Durante la santa misa en la iglesia de la parroquia Nuestra Señora de Fátima, invita a todos a obrar perdonando y promoviendo la reconciliación.
En el quinto domingo del Tiempo de Pascua, el arzobispo metropolitano de Trujillo, Mons. Alfredo Vizcarra Mori, S. J., presidió la santa misa en la que dedicó el nuevo altar y bendijo el nuevo sagrario, el ambón y la pila bautismal del templo de la parroquia Nuestra Señora de Fátima.
La sagrada Eucaristía fue concelebrada por el párroco, el Rev. P. Jimmy Ramírez, y los vicarios parroquiales, todos ellos sacerdotes misioneros redentoristas.
Durante el rito de dedicación, el arzobispo depositó en el altar las reliquias de tres santos de la Congregación del Santísimo Redentor: Alfonso María de Ligorio, Clemente María Hofbauer y Gerardo María Mayela. Posteriormente, ungió el altar con el santo crisma (signo de Cristo, el Ungido) y lo incensó, expresando así su dedicación exclusiva al culto divino.

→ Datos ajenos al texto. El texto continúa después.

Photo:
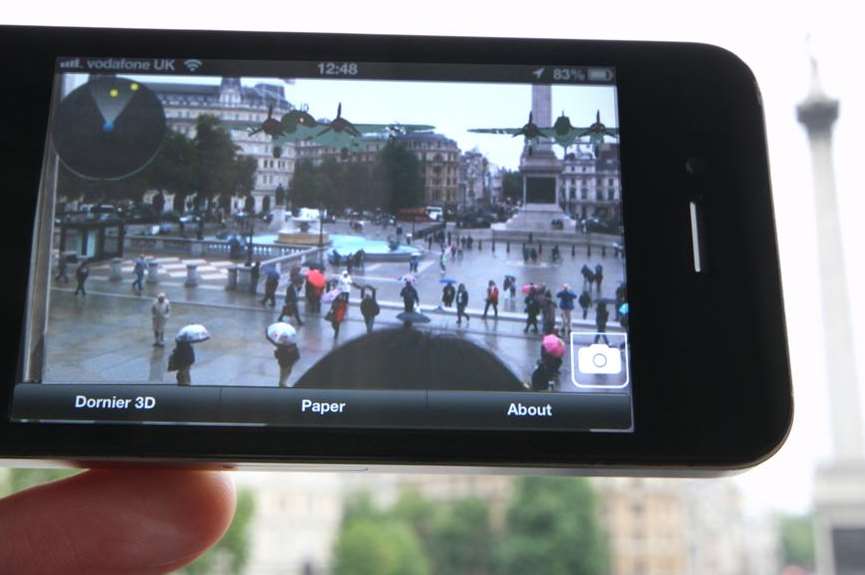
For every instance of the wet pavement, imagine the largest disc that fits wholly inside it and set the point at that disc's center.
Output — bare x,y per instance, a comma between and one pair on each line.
107,338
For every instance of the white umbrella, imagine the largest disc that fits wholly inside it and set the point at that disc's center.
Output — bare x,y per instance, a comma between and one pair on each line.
193,333
281,333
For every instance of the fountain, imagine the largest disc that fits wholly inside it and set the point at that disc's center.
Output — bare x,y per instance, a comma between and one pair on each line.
301,230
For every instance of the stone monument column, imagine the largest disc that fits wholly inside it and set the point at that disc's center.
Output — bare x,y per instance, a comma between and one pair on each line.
839,495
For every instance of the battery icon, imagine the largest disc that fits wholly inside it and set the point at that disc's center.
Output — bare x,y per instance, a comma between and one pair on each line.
601,75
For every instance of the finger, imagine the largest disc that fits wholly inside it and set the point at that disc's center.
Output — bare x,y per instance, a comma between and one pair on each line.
119,522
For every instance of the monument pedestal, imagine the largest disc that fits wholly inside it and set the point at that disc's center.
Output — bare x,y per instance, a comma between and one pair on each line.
839,518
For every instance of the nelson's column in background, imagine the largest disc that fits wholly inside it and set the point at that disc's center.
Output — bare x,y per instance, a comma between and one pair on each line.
839,496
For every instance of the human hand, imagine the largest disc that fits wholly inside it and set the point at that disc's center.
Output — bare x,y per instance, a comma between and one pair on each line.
129,521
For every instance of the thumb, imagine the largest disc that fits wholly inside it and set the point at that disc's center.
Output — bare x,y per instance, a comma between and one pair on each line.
118,522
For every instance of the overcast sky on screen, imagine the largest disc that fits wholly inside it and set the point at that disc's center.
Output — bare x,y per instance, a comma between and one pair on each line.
769,40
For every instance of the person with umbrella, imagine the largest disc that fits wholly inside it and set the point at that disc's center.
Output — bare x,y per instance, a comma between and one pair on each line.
182,356
344,283
337,312
547,369
492,299
585,302
533,308
566,305
81,274
369,307
271,283
409,296
284,337
290,307
601,317
448,293
315,282
462,303
160,311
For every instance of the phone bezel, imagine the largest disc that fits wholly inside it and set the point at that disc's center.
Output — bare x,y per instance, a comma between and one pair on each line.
717,400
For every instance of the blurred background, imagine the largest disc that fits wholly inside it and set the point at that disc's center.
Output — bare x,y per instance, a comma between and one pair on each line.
759,522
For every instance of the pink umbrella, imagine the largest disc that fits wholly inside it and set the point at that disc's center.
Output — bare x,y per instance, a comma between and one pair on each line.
315,278
330,296
553,345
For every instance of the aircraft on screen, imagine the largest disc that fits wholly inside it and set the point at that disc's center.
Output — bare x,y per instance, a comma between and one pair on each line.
299,124
562,132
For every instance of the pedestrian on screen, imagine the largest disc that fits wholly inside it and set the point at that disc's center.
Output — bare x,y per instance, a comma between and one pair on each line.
286,356
588,278
585,302
270,285
160,311
548,313
462,303
61,269
182,358
138,270
369,308
492,299
254,275
409,297
601,317
448,294
599,276
81,274
337,312
566,305
290,307
532,310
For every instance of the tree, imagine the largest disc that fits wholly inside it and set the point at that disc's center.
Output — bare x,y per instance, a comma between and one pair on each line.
552,528
232,551
797,540
462,539
368,546
217,159
174,169
396,179
20,479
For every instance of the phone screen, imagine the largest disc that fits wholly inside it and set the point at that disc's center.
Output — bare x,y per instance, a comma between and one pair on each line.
345,244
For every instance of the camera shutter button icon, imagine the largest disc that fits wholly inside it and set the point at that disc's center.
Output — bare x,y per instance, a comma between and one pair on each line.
599,358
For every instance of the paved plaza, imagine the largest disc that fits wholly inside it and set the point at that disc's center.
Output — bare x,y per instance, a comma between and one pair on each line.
106,336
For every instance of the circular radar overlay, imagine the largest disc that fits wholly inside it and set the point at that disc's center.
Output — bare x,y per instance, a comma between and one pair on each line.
109,128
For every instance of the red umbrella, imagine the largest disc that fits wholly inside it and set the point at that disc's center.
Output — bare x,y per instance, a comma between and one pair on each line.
553,345
315,279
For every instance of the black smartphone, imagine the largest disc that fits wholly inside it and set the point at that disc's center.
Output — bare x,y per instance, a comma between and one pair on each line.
229,249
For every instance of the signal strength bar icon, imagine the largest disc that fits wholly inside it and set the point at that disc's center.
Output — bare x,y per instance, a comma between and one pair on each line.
192,64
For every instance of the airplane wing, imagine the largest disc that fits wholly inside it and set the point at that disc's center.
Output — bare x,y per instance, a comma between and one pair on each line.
388,128
333,139
511,131
300,133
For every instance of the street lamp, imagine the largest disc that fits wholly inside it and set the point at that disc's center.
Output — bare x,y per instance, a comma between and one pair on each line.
249,230
321,225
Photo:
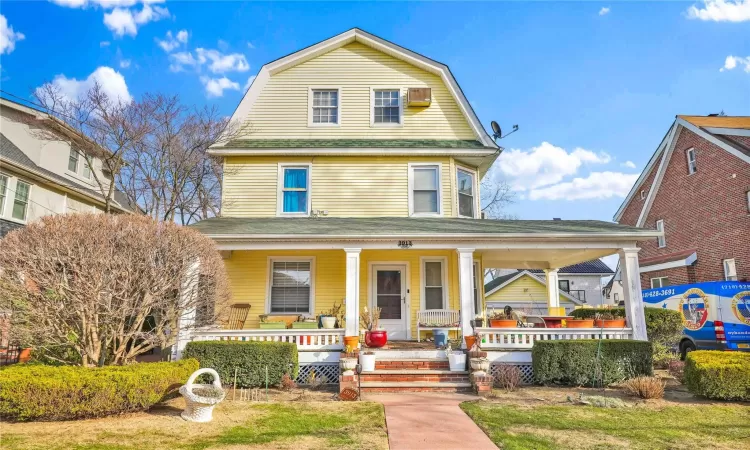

Asimismo, el arzobispo bendijo el nuevo sagrario, destinado a la reserva del Santísimo Sacramento; el nuevo ambón, desde donde se proclama la Palabra de Dios, y la nueva pila bautismal.
En su homilía, Mons. Vizcarra recordó que Jesús Resucitado promete: “donde yo estoy, allí estarán también ustedes”, y confía una misión: “el que cree en mí hará las mismas obras que yo hago”.
“¿Cuáles son esas obras? Abrir los ojos, enderezar vidas, devolver dignidad, reconciliar, alimentar, visitar, consolar, perdonar. Son obras que hoy toman forma concreta: una comunidad que acompaña a quien está solo; una familia que decide dialogar en vez de romper; un joven que elige la honestidad”, predicó.